A few park users have complained about access to the toilets i.e. not open out of hours. We’ve managed to procure a key to get the toilets opened for evening scouting activities, but I think longer opening hours is a way off.
The tennis courts, as some of you will know is run by an academy, however this doesn’t stop the public using the courts for a small fee. Just turn up and play. If the pavilion is locked, just let yourself on to the courts. The academy also offer free children’s coaching on Saturday mornings – so do take advantage of it. Our view on the tennis courts is similar to the rest of the park – that it is a community asset – your asset and therefore your right to go and use it.
Consultation for temporary outbuilding on the tennis courts
We’ve just heard (03.08.18) that there is a consultation about putting some temporary outbuildings on one of the tennis courts, and extending the tennis pavilion into the car park. We know little about this, but will investigate. Our job is to represent the interests of the community at the park, so we will do so with this consultation.

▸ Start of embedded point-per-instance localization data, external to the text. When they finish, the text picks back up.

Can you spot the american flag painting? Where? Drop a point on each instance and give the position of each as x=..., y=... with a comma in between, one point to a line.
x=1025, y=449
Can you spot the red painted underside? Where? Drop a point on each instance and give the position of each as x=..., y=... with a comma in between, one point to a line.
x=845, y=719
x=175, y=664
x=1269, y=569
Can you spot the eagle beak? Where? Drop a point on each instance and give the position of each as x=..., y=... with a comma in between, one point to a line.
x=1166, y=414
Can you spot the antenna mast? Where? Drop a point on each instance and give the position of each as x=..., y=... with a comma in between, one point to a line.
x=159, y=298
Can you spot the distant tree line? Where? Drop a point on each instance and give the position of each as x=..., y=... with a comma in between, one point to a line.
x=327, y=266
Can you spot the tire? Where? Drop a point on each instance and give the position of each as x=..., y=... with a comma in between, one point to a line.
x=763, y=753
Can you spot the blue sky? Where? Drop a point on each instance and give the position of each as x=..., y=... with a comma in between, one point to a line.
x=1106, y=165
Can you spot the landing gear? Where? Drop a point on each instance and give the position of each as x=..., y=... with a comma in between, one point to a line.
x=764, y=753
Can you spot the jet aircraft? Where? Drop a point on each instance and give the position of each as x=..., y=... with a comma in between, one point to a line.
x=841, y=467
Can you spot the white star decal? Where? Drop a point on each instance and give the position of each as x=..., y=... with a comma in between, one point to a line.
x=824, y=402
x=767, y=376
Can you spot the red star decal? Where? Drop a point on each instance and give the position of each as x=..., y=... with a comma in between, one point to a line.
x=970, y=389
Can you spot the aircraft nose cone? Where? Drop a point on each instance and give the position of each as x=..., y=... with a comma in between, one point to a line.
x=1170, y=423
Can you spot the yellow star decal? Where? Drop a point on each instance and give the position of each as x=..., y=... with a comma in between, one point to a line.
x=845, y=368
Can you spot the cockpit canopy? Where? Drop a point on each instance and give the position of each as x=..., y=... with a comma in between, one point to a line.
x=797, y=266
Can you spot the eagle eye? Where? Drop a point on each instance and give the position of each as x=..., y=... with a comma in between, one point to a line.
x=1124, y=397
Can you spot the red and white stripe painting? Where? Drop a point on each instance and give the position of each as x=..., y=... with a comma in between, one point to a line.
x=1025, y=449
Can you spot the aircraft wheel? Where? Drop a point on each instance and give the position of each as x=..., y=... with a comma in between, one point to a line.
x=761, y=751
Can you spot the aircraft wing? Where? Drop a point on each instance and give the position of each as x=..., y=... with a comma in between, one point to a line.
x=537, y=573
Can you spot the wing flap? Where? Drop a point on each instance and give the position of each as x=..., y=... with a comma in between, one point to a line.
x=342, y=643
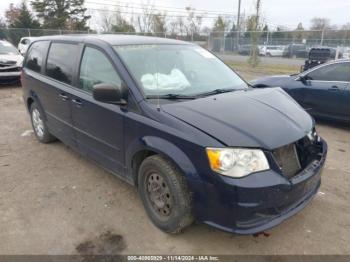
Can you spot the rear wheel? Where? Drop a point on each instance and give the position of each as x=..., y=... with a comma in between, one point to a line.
x=165, y=195
x=39, y=126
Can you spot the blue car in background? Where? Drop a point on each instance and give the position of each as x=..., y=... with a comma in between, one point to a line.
x=323, y=91
x=173, y=120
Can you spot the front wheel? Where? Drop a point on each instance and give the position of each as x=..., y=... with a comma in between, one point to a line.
x=39, y=126
x=165, y=195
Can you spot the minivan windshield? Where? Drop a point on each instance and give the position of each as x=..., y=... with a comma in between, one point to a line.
x=178, y=70
x=7, y=49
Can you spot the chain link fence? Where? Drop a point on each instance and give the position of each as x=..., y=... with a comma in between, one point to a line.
x=223, y=42
x=240, y=41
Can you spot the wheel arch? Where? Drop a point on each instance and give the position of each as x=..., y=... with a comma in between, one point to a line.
x=152, y=145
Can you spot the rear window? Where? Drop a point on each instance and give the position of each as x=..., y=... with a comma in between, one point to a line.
x=36, y=55
x=61, y=61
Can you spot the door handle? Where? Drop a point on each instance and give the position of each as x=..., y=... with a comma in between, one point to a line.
x=63, y=96
x=334, y=88
x=77, y=102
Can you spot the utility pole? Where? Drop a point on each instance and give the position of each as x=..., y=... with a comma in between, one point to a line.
x=238, y=22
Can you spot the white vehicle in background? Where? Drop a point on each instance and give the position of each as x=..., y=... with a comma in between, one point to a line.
x=10, y=62
x=24, y=44
x=346, y=53
x=272, y=50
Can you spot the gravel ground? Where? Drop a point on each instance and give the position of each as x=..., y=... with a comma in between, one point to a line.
x=53, y=201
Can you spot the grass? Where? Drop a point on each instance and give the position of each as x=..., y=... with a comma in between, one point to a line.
x=250, y=73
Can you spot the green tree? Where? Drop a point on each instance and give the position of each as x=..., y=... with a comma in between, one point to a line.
x=219, y=24
x=299, y=32
x=62, y=14
x=3, y=30
x=25, y=18
x=255, y=26
x=122, y=25
x=159, y=23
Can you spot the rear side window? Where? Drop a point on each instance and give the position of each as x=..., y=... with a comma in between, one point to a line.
x=36, y=55
x=61, y=61
x=335, y=72
x=96, y=69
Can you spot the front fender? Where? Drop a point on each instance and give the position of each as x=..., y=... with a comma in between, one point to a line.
x=163, y=147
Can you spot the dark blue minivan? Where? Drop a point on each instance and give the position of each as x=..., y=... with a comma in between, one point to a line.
x=173, y=120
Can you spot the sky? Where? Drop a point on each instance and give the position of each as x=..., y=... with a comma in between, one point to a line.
x=287, y=13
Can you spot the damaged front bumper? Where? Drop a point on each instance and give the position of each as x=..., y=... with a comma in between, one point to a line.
x=260, y=201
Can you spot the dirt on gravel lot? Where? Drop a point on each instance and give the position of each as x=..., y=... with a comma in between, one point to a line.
x=53, y=201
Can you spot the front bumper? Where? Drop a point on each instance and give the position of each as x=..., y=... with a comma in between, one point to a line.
x=10, y=74
x=259, y=201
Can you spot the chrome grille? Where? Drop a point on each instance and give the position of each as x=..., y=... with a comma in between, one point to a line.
x=288, y=160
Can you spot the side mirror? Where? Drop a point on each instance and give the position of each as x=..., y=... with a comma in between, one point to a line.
x=111, y=94
x=302, y=78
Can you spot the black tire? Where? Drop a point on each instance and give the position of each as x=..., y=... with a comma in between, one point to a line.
x=45, y=136
x=175, y=200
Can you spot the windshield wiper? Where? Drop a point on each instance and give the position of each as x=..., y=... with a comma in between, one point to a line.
x=170, y=96
x=217, y=91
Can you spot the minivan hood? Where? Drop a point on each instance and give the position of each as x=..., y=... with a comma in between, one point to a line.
x=259, y=118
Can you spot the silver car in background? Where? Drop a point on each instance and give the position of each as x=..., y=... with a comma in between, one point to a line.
x=10, y=62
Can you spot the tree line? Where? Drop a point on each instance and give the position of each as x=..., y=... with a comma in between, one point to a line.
x=73, y=15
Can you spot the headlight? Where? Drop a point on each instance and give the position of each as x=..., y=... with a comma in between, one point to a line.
x=237, y=162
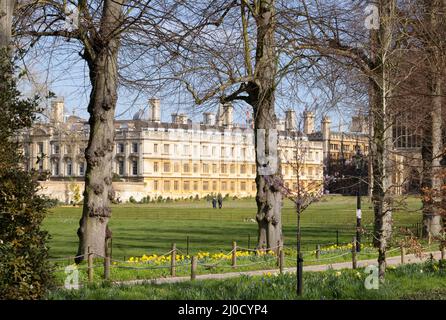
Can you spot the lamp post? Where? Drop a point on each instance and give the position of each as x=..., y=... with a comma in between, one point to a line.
x=359, y=163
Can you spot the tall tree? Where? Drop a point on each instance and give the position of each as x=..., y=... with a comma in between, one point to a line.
x=237, y=59
x=98, y=27
x=336, y=32
x=431, y=32
x=6, y=15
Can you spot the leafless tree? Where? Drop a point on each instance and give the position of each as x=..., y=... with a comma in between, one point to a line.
x=101, y=32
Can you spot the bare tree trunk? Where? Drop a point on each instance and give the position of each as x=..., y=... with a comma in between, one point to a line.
x=432, y=148
x=262, y=98
x=382, y=132
x=6, y=14
x=93, y=226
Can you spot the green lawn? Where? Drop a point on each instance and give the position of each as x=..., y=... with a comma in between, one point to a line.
x=413, y=281
x=151, y=228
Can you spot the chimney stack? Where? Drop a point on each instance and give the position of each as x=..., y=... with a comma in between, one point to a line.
x=208, y=118
x=325, y=128
x=57, y=111
x=225, y=115
x=155, y=106
x=308, y=122
x=290, y=120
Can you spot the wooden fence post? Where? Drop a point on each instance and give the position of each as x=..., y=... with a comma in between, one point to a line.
x=187, y=245
x=442, y=249
x=193, y=268
x=281, y=260
x=90, y=265
x=107, y=260
x=354, y=253
x=173, y=260
x=234, y=254
x=403, y=254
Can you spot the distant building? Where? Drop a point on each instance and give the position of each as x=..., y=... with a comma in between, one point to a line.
x=177, y=159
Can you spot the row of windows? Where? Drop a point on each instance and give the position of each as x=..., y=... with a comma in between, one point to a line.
x=55, y=168
x=120, y=147
x=187, y=185
x=55, y=149
x=206, y=168
x=195, y=185
x=345, y=147
x=166, y=149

Here’s a link to the consultation on the council website – https://maps.kingston.gov.uk/propertyServices/planning/Details?caseNo=18%2F14578
The summer usually sees a rise in anti-social behaviour in the park, ranging from litter from picnics, to late night gatherings in the car park or in the woods at the back of the park. The latter activities are very upsetting for anyone who’s house backs on to the park. We’ve asked the police to increase patrols in the park, and have made them aware of the situation. We also need residents to call 999 every single time they see or hear anything suspicious happening in the park. Although, it may not always result in immediate action, it all goes on record and builds up a picture of what is going. The louder we shout the more that will get done.
We liaise with the Old Malden police, and we have been invited to the next residents panel meeting with the St.James police.
With all the recent news of travellers parking their caravans in local parks, we’ve also been working with the local council to make sure that Manor Park is secure. We ask you all to be vigilant. Please call the police if you see any suspicious.